Currently, after a user has created a federated account on an RP (relying party) with an IdP (identity provider) via the FedCM, the next time they visit the website they need to go through the same steps in the user interface. That is, they need to explicitly confirm and reauthenticate to proceed with the sign-in flow. As one of the main goals of FedCM is to prevent covert tracking, this user experience (UX) makes sense before the user has created the federated account, but it becomes unnecessary and cumbersome after the user has gone through it once. That’s why Chrome is introducing a more streamlined UX that RPs can choose for their returning users.

Register for the FedCM auto-reauthentication origin trial

Deprecation trial

The getStats() method of RTCPeerConnection will no longer return stats objects where type == "track" or "stream". This feature is removed in Chrome 112, opt into this trial to have more time to make needed changes.
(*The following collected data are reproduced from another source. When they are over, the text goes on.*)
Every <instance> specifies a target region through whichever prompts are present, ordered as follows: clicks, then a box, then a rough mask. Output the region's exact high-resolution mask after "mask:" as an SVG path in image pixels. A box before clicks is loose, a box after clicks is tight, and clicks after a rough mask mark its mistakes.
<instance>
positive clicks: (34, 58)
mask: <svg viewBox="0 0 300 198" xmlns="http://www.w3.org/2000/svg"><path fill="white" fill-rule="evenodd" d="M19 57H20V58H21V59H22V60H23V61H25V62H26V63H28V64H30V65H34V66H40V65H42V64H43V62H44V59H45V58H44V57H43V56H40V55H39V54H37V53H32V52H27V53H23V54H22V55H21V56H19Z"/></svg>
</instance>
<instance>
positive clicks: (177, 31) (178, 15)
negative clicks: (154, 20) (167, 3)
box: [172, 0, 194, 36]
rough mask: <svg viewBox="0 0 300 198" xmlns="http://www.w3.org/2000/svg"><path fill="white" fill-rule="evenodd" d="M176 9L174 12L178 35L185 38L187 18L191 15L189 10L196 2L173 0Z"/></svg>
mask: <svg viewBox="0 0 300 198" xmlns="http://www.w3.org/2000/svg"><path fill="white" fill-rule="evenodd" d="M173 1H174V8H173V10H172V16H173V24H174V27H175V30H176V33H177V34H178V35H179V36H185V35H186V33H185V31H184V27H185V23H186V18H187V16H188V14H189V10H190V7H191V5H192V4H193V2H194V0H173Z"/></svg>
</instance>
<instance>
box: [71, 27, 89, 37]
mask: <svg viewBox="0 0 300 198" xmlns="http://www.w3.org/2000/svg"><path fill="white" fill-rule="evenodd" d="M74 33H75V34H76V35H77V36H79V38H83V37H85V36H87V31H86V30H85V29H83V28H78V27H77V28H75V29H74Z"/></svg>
Register for this deprecation trial

X-Requested-With in WebView Deprecation

The Deprecation origin trial supports cross-origin pre-enablement when calling services that rely on the X-Requested-With header. This option is available in WebView from Chrome 112. See the origin trial setup instructions for how to use this feature.

Register for the X-Requested with WebView deprecation trial.

Deprecations and removals

This version of Chrome introduces the deprecations and removals listed below. Visit for lists of planned deprecations, current deprecations and previous removals.

This release of Chrome deprecates one feature.

Deprecate the document.domain setter

The document.domain setter allows developers to relax the same-origin policy, complicating the fundamental security boundary we aim to maintain, and putting roadblocks in the way of post-Spectre changes to Chromium’s process model. It is now opt-in via Origin-keyed agent clusters.

This release of Chrome removes one feature.

Remove stats objects track and stream from the getStats() method of RTCPeerConnection

The getStats() method of RTCPeerConnection will no longer return stats objects where type == "track" or "stream". Unshipped in Chrome 112, with a Deprecation Trial (listed above) to extend the availability of these metrics to Chrome 115.